En el Evangelio de este decimoquinto domingo del tiempo ordinario Ciclo A (Mt 13, 1-23), Jesús se dirige a la multitud con la célebre parábola del sembrador, como quien imparte una divina lección de agricultura que hubiera tenido preparada de antemano. Es, por otra parte, una página de algún modo «autobiográfica», puesto que refleja la experiencia misma de Jesús, de su predicación, de su cercanía y trato con la gente: él se identifica con el sembrador, ese esforzado labriego de la mañana y de la tarde –el de la noche está más familiarizado con la cizaña- que esparce la buena semilla de la Palabra de Dios, y percibe los diversos efectos que obtiene, según el tipo de acogida reservada al anuncio.

La vibrante oratoria del Rabí de Nazaret nos depara esta vez comprobar cómo acude también al ruedo de la palabra esa parte importante de la exposición que son los oyentes, múltiples y variados ellos, ya que los hay de muchas clases y colores, más que los del arco iris.
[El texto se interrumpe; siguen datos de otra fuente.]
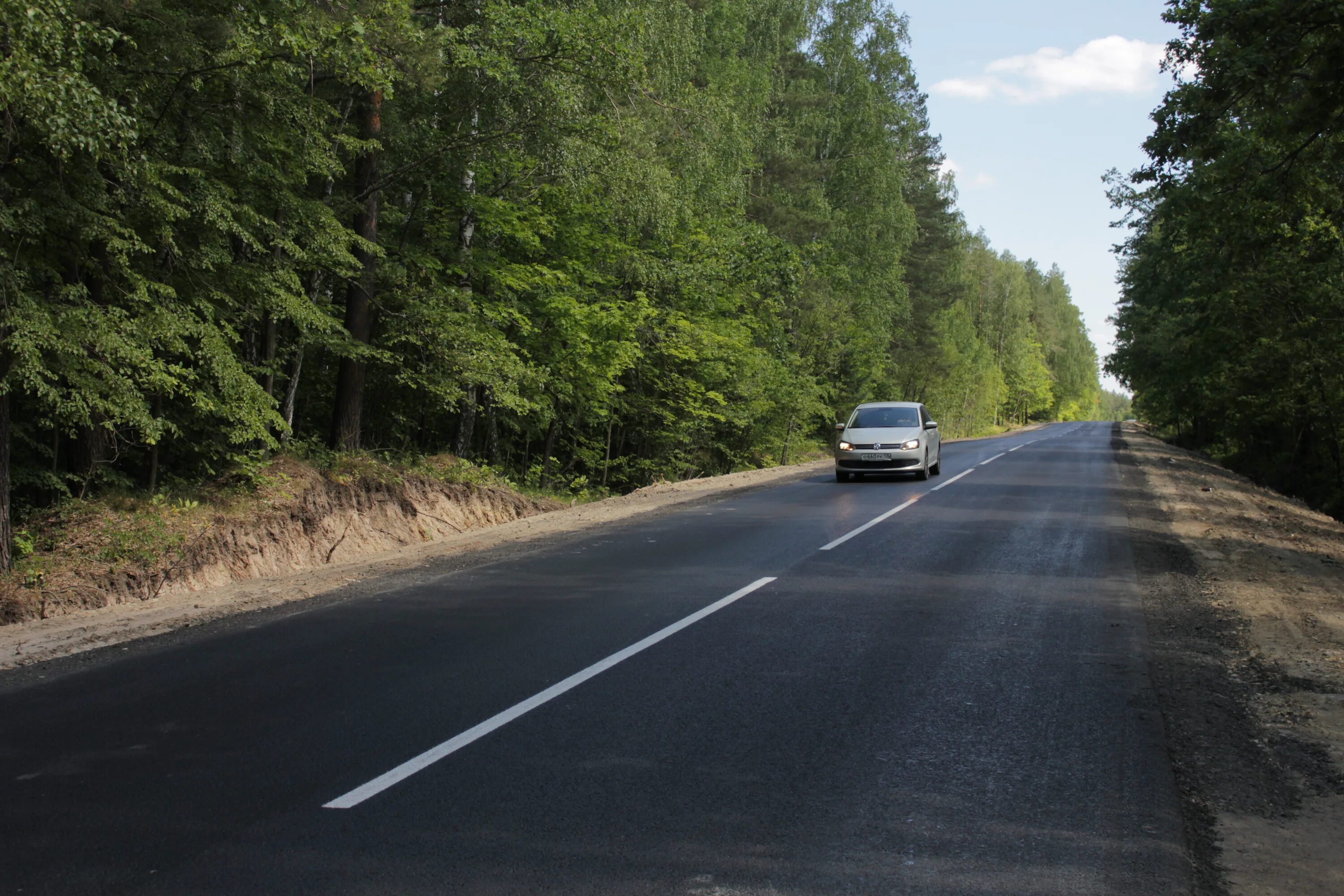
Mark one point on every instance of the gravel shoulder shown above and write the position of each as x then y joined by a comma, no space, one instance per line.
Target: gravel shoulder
1245,599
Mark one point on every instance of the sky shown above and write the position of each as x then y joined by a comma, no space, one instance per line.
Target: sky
1035,101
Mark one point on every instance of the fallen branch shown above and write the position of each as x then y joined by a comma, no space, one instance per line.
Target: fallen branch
168,571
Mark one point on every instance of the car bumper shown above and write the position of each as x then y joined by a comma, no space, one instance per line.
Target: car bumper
900,462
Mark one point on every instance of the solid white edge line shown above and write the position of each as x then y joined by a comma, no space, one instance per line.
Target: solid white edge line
870,524
435,754
943,485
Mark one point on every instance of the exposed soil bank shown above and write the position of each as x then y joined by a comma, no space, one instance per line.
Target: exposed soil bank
299,520
331,538
1245,602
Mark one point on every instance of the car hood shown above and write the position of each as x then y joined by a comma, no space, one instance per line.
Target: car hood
886,436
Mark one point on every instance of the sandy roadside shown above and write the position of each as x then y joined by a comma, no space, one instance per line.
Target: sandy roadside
1244,590
38,640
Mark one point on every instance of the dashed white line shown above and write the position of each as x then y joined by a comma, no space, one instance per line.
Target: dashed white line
870,524
448,747
943,485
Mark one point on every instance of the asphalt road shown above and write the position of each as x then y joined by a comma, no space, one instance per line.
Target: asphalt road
953,700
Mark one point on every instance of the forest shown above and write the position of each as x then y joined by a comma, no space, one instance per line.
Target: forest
1232,322
584,244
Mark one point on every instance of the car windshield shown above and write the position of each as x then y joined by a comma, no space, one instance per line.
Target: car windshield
874,418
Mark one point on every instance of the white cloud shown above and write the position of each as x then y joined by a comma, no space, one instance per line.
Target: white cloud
952,170
1107,65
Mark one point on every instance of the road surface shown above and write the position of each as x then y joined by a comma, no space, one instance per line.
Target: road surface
733,698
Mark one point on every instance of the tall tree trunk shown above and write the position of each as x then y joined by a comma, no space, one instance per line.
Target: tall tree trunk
546,457
465,425
607,461
6,524
287,408
154,449
359,295
492,429
90,452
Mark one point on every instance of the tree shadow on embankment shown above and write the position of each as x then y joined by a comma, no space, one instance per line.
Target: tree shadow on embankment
1209,676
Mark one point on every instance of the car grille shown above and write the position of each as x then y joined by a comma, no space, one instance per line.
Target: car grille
881,465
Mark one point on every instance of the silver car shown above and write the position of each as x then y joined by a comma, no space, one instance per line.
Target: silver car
889,437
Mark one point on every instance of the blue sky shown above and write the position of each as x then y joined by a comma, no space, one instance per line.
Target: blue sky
1035,101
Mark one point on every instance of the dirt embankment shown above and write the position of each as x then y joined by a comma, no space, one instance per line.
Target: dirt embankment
299,520
1245,598
323,536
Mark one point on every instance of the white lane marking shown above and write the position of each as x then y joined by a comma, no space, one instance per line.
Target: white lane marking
870,524
435,754
943,485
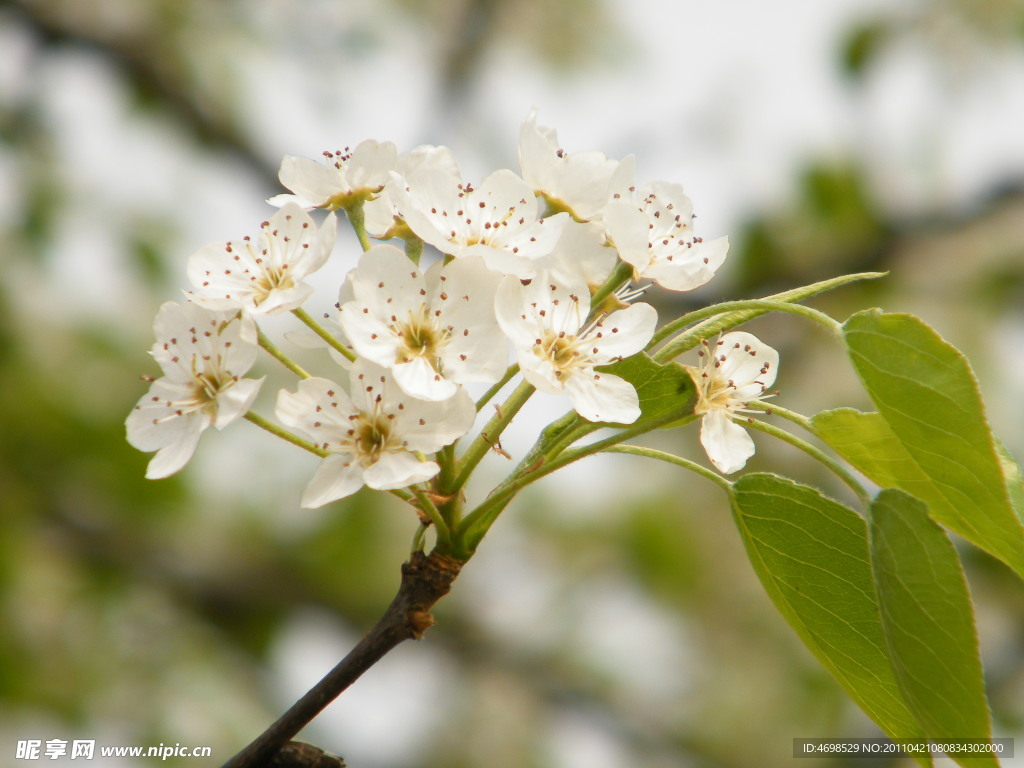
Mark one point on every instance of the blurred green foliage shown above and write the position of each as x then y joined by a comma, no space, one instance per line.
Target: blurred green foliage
140,612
Hay quien escucha superficialmente la Palabra pero no la acoge, con lo que la pérdida de tiempo es evidente, de la misma manera que la estulticia es hija de la superficialidad; hay quien la acoge en un primer momento pero no tiene constancia y lo pierde todo, que también son ganas de perder el tiempo y olvidar que el campo tiene para dar y tomar; hay quien queda abrumado por las preocupaciones de la vida y por las seducciones del mundo, siempre al acecho como el zorro apostando su hocico detrás del matorral para que no se le escape la pieza; y hay, en fin, quien escucha de manera receptiva como la tierra buena: aquí la Palabra da fruto en abundancia, tan copioso fruto como para recoger, seguir cosechando y no parar.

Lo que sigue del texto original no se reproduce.